Democrats often claim to have the key to the Lone Star State, which has reliably voted Republican for decades.
A new poll suggests the party, or at least its standard bearers in presidential candidate Kamala Harris and Senate hopeful Colin Allred, may be able to make Texas competitive at the top of the ticket in November.
In the presidential derby, it’s notable that while Donald Trump leads the field by roughly 5 points, it’s not with a majority, as just 49.5% of the 1,365 likely voters polled in the University of Houston-Texas Southern University survey say they’ll vote for him.
That does put the former president ahead of Harris’ 44.6%, with other candidates marginalized, including apparently withdrawing Robert F. Kennedy Jr. (2%) and fewer than 1% each for the Green Party’s Jill Stein and Libertarian Chase Oliver.
Undecided voters make up 2.7% of the sample.
The 4.9-point margin shouldn’t make Republicans breathe easily, especially since the previous administration of the poll showed a 9-point race between Trump and President Biden in Texas. As the old saying goes, objects in the rearview mirror are closer than they may appear.
One factor in Harris’ favor is that her voters say they are more committed than Trump’s, though it is close: 96% of those who say they’ll pick the Democrat describe themselves as certain of their vote choice, 4 points higher than Trump.
Kennedy, Stein and Oliver voters are much more ready to abandon their positions: 61% of RFK diehards don’t expect to change their votes, but that likely will change after Friday. Only 34% of Stein and Oliver voters are fully committed to their choices.
The polling otherwise presents a good-news-bad-news scenario for Trump.
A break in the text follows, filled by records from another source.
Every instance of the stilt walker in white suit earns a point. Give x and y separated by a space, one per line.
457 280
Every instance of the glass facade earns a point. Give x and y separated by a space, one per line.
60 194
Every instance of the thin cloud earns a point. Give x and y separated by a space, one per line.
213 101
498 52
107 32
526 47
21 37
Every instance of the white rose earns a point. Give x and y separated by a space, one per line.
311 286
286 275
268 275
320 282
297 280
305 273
Among the positives: a marginal lead over Harris with Hispanic voters, 47% to 46%.
Trump also dominates Harris with male voters as is the case in most polls, with a 56% to 38% lead here (up 4 points from the previous poll with Biden as his opponent). This advantage is slightly offset by Harris’ 50% to 44% lead with women voters, with her up 8 from Biden’s level with the same cohort.
In another favorable sign, Trump more than holds his own with independent voters here, leading Harris 41% to 39%. Both candidates exceed 90% support in their respective political parties, and as long as Trump wins the battle of the unaligned voters, he’s likely in good shape in November.
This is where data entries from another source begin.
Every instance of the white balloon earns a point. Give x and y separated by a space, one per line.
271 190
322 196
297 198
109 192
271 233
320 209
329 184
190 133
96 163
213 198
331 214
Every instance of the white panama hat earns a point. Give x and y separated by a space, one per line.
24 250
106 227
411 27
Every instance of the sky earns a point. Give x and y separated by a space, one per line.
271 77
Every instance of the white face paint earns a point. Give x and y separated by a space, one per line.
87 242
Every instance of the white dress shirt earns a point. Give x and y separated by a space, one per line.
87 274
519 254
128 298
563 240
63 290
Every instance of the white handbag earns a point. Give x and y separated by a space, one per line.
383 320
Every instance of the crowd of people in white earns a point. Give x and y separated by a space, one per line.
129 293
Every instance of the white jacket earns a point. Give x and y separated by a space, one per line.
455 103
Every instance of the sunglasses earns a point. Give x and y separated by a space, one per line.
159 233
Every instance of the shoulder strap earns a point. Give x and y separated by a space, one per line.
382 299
But younger voters who wavered from the Democratic column seem to be coming home. Harris leads Trump 55% to 38% with Gen Z voters, who were born in 1997 and after. Back in June, Trump actually led Biden 42% to 39% with the same cohort.
Harris also takes a majority of millennial voters, 51% to 43% for Trump.
Finally, the pollsters note, “Harris’s vote intention compared to Biden’s in June increased by 21 percentage points among Independents (18% to 39%), by seven percentage points among those who voted for Biden in 2020 (84% to 91%) and by 13 percentage points among those 2024 likely voters who did not cast a ballot in the 2020 presidential election (38% to 51%).”
Yet even as Trump seems like he’s still weathering the storm in Texas, Ted Cruz supporters have more reasons for concern. Though Cruz leads with 46.6% compared with 44.5% for Democrat Colin Allred and 2.5% for Libertarian Ted Brown, with 6.4% undecided, trouble brews in the crosstabs.
One major issue for Cruz is that Democrats and Harris supporters are more committed to his opponent than Republicans and Trumpers are to him. Allred takes 93% inside his own party, with Cruz garnering 88% of GOP voters.
Only 88% of Trump supporters back Cruz, with 90% of Harris backers behind Allred. And 50% of Kennedy supporters and 60% of those backing Stein and Oliver say the same about the Democratic nominee.
The senator is barely above water in terms of overall favorability (49% to 48%), while former NFL player Allred enjoys a better split (48% to 37%).